La psicología del comportamiento ha puesto la lupa sobre un hábito que la mayoría de las personas realiza de forma inconsciente: la elección sistemática del mismo asiento en la oficina, el transporte público o las aulas de estudio. Este fenómeno, lejos de ser una simple casualidad, revela aspectos profundos de nuestra Salud, personalidad y de cómo interactuamos con el entorno.
Para los especialistas, el "asiento fijo" no es solo una cuestión de comodidad física, sino un mecanismo de defensa que nuestro cerebro utiliza para reducir la incertidumbre y establecer una zona de seguridad en espacios compartidos. A continuación, exploramos qué dice tu lugar favorito sobre vos.

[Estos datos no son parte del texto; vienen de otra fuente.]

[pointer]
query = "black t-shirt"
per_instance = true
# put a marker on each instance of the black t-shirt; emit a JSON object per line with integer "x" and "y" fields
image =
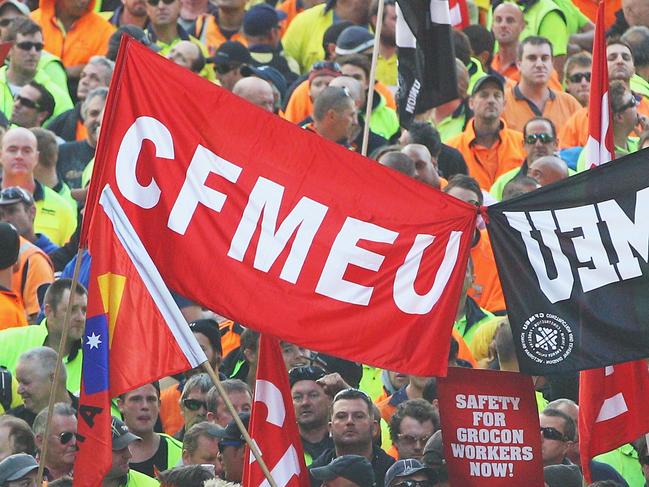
{"x": 157, "y": 463}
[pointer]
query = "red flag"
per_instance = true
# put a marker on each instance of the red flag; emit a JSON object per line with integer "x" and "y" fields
{"x": 612, "y": 408}
{"x": 126, "y": 342}
{"x": 272, "y": 423}
{"x": 599, "y": 147}
{"x": 459, "y": 13}
{"x": 278, "y": 228}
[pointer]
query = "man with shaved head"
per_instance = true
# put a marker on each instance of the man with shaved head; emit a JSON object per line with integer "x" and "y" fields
{"x": 425, "y": 164}
{"x": 548, "y": 170}
{"x": 399, "y": 162}
{"x": 19, "y": 155}
{"x": 257, "y": 91}
{"x": 355, "y": 90}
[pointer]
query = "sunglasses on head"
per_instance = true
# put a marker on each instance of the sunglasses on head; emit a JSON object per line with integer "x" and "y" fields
{"x": 16, "y": 193}
{"x": 154, "y": 3}
{"x": 544, "y": 138}
{"x": 66, "y": 437}
{"x": 552, "y": 434}
{"x": 194, "y": 404}
{"x": 413, "y": 483}
{"x": 28, "y": 45}
{"x": 577, "y": 77}
{"x": 26, "y": 102}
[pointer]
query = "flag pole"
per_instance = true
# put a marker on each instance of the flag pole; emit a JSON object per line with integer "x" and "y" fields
{"x": 370, "y": 90}
{"x": 252, "y": 445}
{"x": 57, "y": 368}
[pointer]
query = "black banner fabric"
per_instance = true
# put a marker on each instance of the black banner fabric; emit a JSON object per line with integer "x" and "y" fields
{"x": 426, "y": 57}
{"x": 573, "y": 262}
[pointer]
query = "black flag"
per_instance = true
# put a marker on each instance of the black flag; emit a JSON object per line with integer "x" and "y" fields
{"x": 426, "y": 57}
{"x": 573, "y": 263}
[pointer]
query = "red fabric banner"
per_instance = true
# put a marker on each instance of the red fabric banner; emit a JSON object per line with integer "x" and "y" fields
{"x": 491, "y": 428}
{"x": 273, "y": 426}
{"x": 134, "y": 335}
{"x": 276, "y": 227}
{"x": 612, "y": 408}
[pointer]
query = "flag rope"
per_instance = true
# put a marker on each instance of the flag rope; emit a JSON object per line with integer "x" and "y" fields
{"x": 370, "y": 89}
{"x": 57, "y": 368}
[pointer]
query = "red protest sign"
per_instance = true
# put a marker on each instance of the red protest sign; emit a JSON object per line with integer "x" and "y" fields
{"x": 490, "y": 428}
{"x": 276, "y": 227}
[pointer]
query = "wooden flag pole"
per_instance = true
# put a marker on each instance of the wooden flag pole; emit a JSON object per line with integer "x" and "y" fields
{"x": 370, "y": 90}
{"x": 57, "y": 368}
{"x": 252, "y": 445}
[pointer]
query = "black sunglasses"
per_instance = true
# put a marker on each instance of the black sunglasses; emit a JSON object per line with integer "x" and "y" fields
{"x": 413, "y": 483}
{"x": 66, "y": 437}
{"x": 26, "y": 102}
{"x": 553, "y": 434}
{"x": 16, "y": 193}
{"x": 154, "y": 3}
{"x": 28, "y": 45}
{"x": 577, "y": 77}
{"x": 194, "y": 404}
{"x": 544, "y": 138}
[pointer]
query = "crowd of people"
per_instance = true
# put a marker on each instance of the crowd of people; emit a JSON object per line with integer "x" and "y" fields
{"x": 520, "y": 122}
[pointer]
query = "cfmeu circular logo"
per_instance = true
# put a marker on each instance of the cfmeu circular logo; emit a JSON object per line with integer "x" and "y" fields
{"x": 547, "y": 338}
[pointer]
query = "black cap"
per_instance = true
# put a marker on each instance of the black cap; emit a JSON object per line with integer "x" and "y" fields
{"x": 305, "y": 372}
{"x": 9, "y": 245}
{"x": 231, "y": 52}
{"x": 354, "y": 468}
{"x": 260, "y": 19}
{"x": 267, "y": 73}
{"x": 209, "y": 328}
{"x": 121, "y": 436}
{"x": 490, "y": 78}
{"x": 231, "y": 432}
{"x": 404, "y": 468}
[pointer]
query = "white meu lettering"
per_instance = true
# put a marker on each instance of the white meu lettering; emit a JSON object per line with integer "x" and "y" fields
{"x": 304, "y": 220}
{"x": 144, "y": 128}
{"x": 344, "y": 251}
{"x": 405, "y": 296}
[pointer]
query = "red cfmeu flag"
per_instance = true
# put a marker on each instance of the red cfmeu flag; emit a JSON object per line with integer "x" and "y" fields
{"x": 599, "y": 147}
{"x": 612, "y": 408}
{"x": 134, "y": 334}
{"x": 272, "y": 423}
{"x": 459, "y": 13}
{"x": 278, "y": 228}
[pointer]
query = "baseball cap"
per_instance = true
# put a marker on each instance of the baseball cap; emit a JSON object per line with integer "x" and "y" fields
{"x": 15, "y": 467}
{"x": 267, "y": 73}
{"x": 305, "y": 372}
{"x": 354, "y": 468}
{"x": 15, "y": 194}
{"x": 20, "y": 6}
{"x": 209, "y": 328}
{"x": 9, "y": 245}
{"x": 490, "y": 78}
{"x": 260, "y": 19}
{"x": 410, "y": 466}
{"x": 231, "y": 52}
{"x": 122, "y": 437}
{"x": 231, "y": 432}
{"x": 353, "y": 40}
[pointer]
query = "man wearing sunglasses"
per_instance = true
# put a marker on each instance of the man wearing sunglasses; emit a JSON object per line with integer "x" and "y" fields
{"x": 24, "y": 58}
{"x": 539, "y": 140}
{"x": 577, "y": 76}
{"x": 410, "y": 473}
{"x": 62, "y": 441}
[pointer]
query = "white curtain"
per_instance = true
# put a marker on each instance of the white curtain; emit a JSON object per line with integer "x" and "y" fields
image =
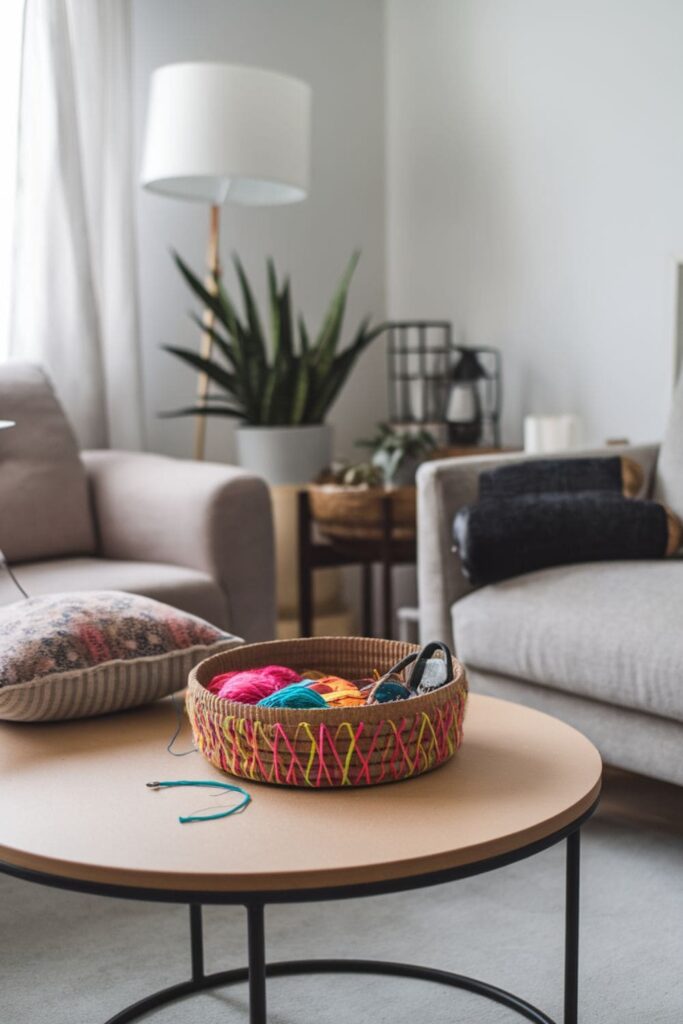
{"x": 75, "y": 289}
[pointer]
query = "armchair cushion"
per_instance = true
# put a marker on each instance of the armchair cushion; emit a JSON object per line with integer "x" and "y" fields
{"x": 610, "y": 631}
{"x": 44, "y": 509}
{"x": 212, "y": 518}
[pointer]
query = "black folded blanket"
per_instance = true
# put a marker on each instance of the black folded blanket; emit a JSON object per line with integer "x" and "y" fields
{"x": 553, "y": 476}
{"x": 506, "y": 537}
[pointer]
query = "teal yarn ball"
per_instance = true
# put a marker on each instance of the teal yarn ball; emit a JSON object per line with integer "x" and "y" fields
{"x": 295, "y": 695}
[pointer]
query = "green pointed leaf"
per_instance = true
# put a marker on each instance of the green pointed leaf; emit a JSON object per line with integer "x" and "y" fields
{"x": 301, "y": 386}
{"x": 328, "y": 339}
{"x": 256, "y": 338}
{"x": 303, "y": 336}
{"x": 225, "y": 347}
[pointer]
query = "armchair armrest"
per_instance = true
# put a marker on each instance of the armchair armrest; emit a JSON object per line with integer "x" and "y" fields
{"x": 445, "y": 485}
{"x": 210, "y": 517}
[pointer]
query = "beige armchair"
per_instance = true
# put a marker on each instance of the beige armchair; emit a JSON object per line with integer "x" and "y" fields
{"x": 197, "y": 536}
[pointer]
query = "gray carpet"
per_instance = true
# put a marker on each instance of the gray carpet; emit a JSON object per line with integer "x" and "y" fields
{"x": 67, "y": 958}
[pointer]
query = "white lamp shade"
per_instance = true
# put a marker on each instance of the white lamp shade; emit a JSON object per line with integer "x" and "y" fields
{"x": 222, "y": 132}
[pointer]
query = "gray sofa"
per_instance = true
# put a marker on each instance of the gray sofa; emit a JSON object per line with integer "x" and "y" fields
{"x": 197, "y": 536}
{"x": 599, "y": 645}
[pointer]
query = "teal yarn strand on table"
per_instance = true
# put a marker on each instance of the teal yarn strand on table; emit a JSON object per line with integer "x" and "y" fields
{"x": 295, "y": 695}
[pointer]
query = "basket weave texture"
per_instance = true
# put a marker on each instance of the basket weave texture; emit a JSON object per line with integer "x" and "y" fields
{"x": 333, "y": 747}
{"x": 356, "y": 513}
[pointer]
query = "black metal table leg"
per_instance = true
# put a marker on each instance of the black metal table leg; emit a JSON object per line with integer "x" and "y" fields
{"x": 571, "y": 929}
{"x": 367, "y": 570}
{"x": 387, "y": 565}
{"x": 197, "y": 941}
{"x": 256, "y": 943}
{"x": 305, "y": 567}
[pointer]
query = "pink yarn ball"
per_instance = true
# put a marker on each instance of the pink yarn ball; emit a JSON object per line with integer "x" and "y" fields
{"x": 251, "y": 685}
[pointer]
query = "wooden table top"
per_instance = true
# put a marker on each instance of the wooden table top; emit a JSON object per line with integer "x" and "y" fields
{"x": 74, "y": 803}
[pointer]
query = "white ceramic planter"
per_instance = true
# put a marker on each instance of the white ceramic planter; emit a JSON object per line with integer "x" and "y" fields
{"x": 285, "y": 455}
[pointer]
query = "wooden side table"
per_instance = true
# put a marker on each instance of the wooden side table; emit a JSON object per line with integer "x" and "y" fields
{"x": 315, "y": 553}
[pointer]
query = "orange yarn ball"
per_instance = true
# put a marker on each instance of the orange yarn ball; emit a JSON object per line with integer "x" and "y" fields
{"x": 338, "y": 692}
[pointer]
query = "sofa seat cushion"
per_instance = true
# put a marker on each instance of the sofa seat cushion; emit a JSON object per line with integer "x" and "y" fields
{"x": 44, "y": 504}
{"x": 610, "y": 631}
{"x": 182, "y": 588}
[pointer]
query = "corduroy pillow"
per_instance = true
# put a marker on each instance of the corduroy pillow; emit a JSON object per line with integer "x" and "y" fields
{"x": 89, "y": 652}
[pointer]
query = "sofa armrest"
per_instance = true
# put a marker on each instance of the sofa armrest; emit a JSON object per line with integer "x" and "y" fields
{"x": 210, "y": 517}
{"x": 445, "y": 485}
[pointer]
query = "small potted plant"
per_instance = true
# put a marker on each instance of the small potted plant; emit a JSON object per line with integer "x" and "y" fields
{"x": 398, "y": 453}
{"x": 348, "y": 502}
{"x": 280, "y": 389}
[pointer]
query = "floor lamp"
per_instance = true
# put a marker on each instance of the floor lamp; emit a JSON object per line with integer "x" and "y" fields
{"x": 220, "y": 133}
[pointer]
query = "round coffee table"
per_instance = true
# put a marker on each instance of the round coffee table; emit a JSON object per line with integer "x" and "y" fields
{"x": 75, "y": 813}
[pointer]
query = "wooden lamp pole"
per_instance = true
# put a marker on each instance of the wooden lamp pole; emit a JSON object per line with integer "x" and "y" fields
{"x": 209, "y": 321}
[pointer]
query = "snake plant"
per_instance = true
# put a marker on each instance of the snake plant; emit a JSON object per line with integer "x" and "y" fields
{"x": 288, "y": 381}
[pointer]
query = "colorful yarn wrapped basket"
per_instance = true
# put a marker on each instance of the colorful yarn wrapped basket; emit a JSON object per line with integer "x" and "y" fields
{"x": 331, "y": 747}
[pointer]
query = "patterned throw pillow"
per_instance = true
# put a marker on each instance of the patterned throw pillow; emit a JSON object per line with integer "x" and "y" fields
{"x": 88, "y": 652}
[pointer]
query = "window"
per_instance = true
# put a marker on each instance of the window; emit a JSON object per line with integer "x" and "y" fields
{"x": 11, "y": 15}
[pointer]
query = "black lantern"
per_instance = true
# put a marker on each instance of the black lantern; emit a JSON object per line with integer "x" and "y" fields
{"x": 473, "y": 407}
{"x": 452, "y": 390}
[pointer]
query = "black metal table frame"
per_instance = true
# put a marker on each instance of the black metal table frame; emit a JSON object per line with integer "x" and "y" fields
{"x": 258, "y": 970}
{"x": 385, "y": 551}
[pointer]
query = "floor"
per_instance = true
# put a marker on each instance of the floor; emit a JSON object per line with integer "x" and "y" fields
{"x": 67, "y": 958}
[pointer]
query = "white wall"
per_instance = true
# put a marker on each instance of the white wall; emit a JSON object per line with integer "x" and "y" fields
{"x": 339, "y": 49}
{"x": 535, "y": 154}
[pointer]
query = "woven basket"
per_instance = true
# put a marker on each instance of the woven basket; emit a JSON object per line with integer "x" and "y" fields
{"x": 333, "y": 747}
{"x": 356, "y": 513}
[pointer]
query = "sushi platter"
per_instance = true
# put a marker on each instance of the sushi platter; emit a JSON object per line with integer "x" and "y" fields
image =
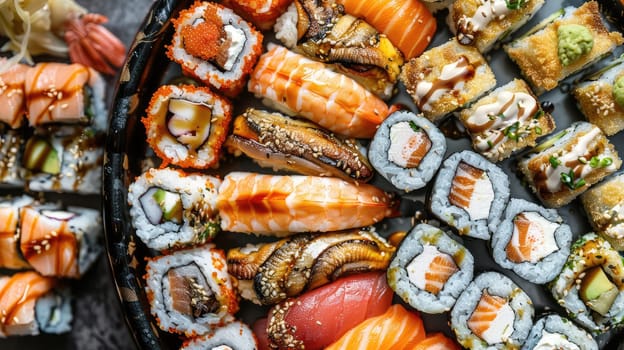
{"x": 253, "y": 172}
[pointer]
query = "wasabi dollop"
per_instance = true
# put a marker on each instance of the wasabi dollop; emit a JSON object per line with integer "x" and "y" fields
{"x": 618, "y": 91}
{"x": 575, "y": 40}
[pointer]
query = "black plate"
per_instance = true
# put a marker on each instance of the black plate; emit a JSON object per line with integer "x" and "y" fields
{"x": 127, "y": 155}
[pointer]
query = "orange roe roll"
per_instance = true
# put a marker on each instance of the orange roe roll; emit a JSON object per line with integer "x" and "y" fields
{"x": 186, "y": 125}
{"x": 214, "y": 45}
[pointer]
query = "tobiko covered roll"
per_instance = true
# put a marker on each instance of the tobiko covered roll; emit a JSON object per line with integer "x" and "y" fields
{"x": 430, "y": 269}
{"x": 470, "y": 194}
{"x": 190, "y": 291}
{"x": 556, "y": 332}
{"x": 280, "y": 142}
{"x": 407, "y": 150}
{"x": 299, "y": 86}
{"x": 60, "y": 242}
{"x": 268, "y": 273}
{"x": 31, "y": 304}
{"x": 186, "y": 125}
{"x": 492, "y": 313}
{"x": 532, "y": 241}
{"x": 170, "y": 208}
{"x": 215, "y": 45}
{"x": 591, "y": 285}
{"x": 568, "y": 163}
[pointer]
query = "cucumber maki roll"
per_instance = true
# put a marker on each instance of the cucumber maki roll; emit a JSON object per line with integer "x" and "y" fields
{"x": 470, "y": 194}
{"x": 591, "y": 285}
{"x": 532, "y": 241}
{"x": 170, "y": 208}
{"x": 430, "y": 269}
{"x": 407, "y": 150}
{"x": 556, "y": 332}
{"x": 492, "y": 313}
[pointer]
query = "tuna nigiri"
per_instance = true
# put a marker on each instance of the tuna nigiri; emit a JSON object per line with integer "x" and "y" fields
{"x": 407, "y": 23}
{"x": 279, "y": 205}
{"x": 297, "y": 85}
{"x": 320, "y": 317}
{"x": 396, "y": 329}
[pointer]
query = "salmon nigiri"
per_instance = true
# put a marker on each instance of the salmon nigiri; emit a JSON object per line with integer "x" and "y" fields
{"x": 280, "y": 205}
{"x": 319, "y": 317}
{"x": 298, "y": 85}
{"x": 396, "y": 329}
{"x": 407, "y": 23}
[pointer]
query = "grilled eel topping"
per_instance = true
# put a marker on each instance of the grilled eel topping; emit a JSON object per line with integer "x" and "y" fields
{"x": 274, "y": 140}
{"x": 271, "y": 272}
{"x": 326, "y": 33}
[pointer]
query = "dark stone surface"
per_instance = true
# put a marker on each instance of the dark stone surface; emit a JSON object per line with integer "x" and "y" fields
{"x": 98, "y": 321}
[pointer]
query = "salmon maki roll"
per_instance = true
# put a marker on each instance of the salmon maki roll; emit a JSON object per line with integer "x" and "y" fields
{"x": 186, "y": 125}
{"x": 532, "y": 241}
{"x": 397, "y": 328}
{"x": 215, "y": 46}
{"x": 31, "y": 304}
{"x": 60, "y": 242}
{"x": 268, "y": 273}
{"x": 190, "y": 291}
{"x": 299, "y": 86}
{"x": 65, "y": 94}
{"x": 492, "y": 313}
{"x": 10, "y": 255}
{"x": 430, "y": 269}
{"x": 407, "y": 23}
{"x": 282, "y": 205}
{"x": 470, "y": 194}
{"x": 12, "y": 97}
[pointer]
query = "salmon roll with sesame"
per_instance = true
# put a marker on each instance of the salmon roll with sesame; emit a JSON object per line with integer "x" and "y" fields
{"x": 216, "y": 46}
{"x": 190, "y": 291}
{"x": 186, "y": 125}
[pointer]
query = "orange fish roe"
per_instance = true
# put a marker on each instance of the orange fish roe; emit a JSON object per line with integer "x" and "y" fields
{"x": 204, "y": 39}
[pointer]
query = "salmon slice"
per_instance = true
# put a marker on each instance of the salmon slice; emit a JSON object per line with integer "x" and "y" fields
{"x": 311, "y": 90}
{"x": 437, "y": 341}
{"x": 12, "y": 98}
{"x": 407, "y": 23}
{"x": 55, "y": 93}
{"x": 48, "y": 244}
{"x": 396, "y": 329}
{"x": 485, "y": 313}
{"x": 442, "y": 267}
{"x": 18, "y": 295}
{"x": 279, "y": 205}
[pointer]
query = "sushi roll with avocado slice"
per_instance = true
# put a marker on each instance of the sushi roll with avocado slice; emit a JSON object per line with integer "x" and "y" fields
{"x": 190, "y": 291}
{"x": 573, "y": 39}
{"x": 556, "y": 332}
{"x": 591, "y": 285}
{"x": 506, "y": 120}
{"x": 186, "y": 125}
{"x": 430, "y": 269}
{"x": 604, "y": 205}
{"x": 492, "y": 313}
{"x": 407, "y": 150}
{"x": 567, "y": 164}
{"x": 64, "y": 159}
{"x": 601, "y": 98}
{"x": 470, "y": 194}
{"x": 483, "y": 23}
{"x": 532, "y": 241}
{"x": 170, "y": 208}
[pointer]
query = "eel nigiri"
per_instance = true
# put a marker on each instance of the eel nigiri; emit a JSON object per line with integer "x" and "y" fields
{"x": 320, "y": 317}
{"x": 407, "y": 23}
{"x": 280, "y": 205}
{"x": 397, "y": 329}
{"x": 297, "y": 85}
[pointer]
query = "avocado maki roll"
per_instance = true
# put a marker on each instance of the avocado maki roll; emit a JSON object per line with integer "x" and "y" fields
{"x": 591, "y": 285}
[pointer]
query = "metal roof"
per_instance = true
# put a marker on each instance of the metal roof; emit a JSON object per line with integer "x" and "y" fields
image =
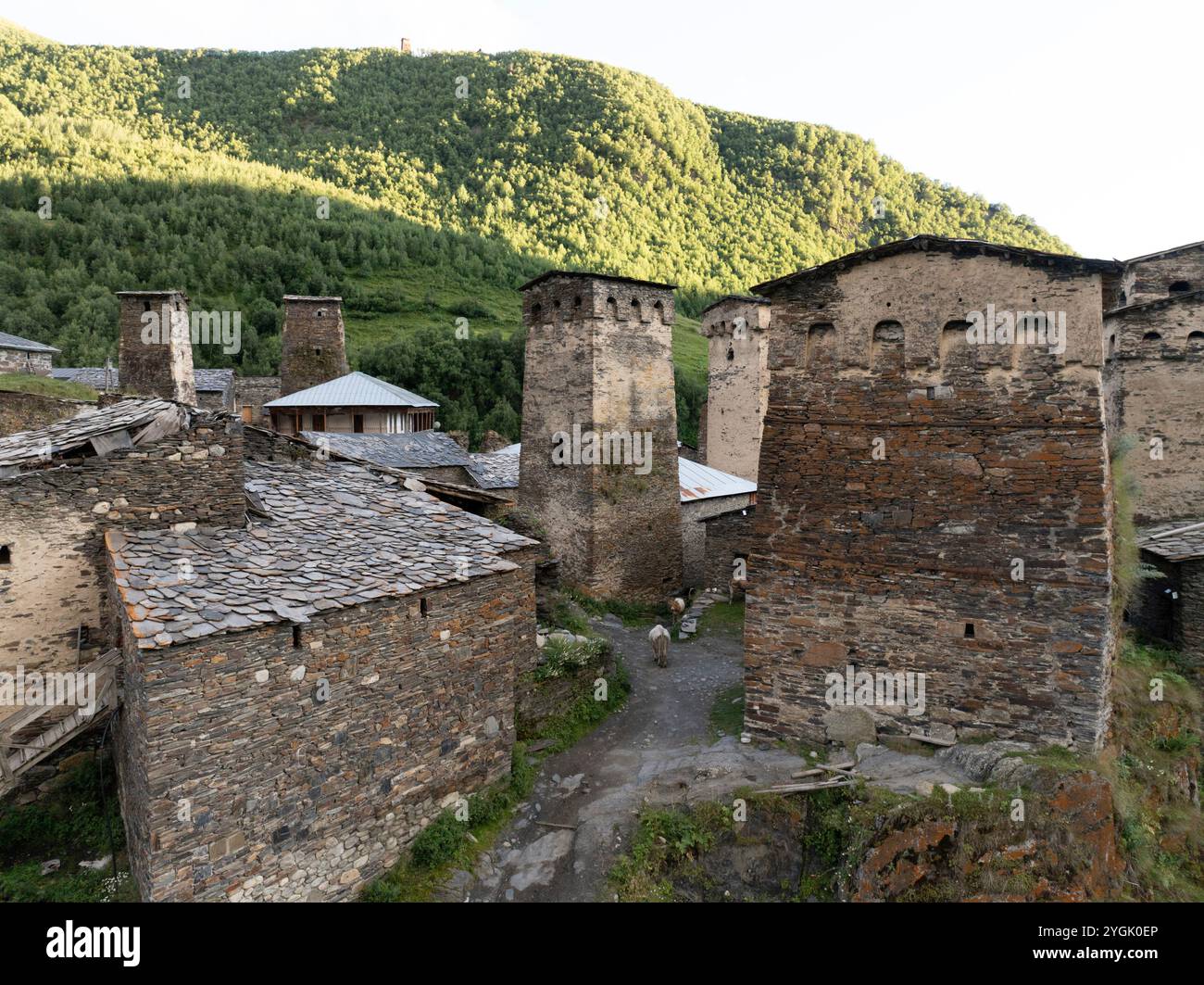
{"x": 696, "y": 482}
{"x": 207, "y": 381}
{"x": 24, "y": 345}
{"x": 418, "y": 449}
{"x": 356, "y": 389}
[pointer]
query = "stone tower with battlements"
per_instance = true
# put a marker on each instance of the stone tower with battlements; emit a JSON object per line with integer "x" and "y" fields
{"x": 156, "y": 350}
{"x": 313, "y": 344}
{"x": 737, "y": 383}
{"x": 598, "y": 466}
{"x": 932, "y": 505}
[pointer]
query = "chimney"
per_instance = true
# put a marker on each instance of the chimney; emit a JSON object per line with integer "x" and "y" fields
{"x": 313, "y": 346}
{"x": 156, "y": 349}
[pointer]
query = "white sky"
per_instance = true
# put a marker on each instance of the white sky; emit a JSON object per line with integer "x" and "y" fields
{"x": 1085, "y": 116}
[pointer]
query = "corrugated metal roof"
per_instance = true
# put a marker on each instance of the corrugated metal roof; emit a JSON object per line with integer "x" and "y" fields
{"x": 24, "y": 345}
{"x": 696, "y": 482}
{"x": 356, "y": 389}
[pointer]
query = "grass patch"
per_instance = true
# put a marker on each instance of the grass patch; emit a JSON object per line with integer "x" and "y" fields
{"x": 727, "y": 712}
{"x": 71, "y": 825}
{"x": 44, "y": 385}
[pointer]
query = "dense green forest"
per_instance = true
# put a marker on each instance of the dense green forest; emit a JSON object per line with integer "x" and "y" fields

QUÉ SIGNIFICA ELEGIR SIEMPRE EL MISMO ASIENTO SEGÚN LA PSICOLOGÍA
Según expertos de instituciones como la Universidad de Harvard, esta conducta responde a una necesidad biológica de automatizar decisiones para preservar energía mental.
Al repetir un lugar, el cerebro reduce la carga cognitiva, permitiendo que la persona se enfoque en tareas más complejas mientras disfruta de una sensación de previsibilidad y confort emocional en su entorno cotidiano.
Lejos de ser una señal de rigidez, especialistas como el Dr. Srini Pillay y la Dr. Jenny Yip coinciden en que esta preferencia suele ser una herramienta de autocuidado. Para muchos, el asiento habitual funciona como un refugio de estabilidad y control en un mundo hiperconectado y cambiante.
Ya sea por una búsqueda de calma o por una carga emocional positiva asociada a ese espacio específico, mantener "nuestro lugar" es una manera saludable de relacionarnos con lo cotidiano, transformando un espacio público en un territorio personal de seguridad.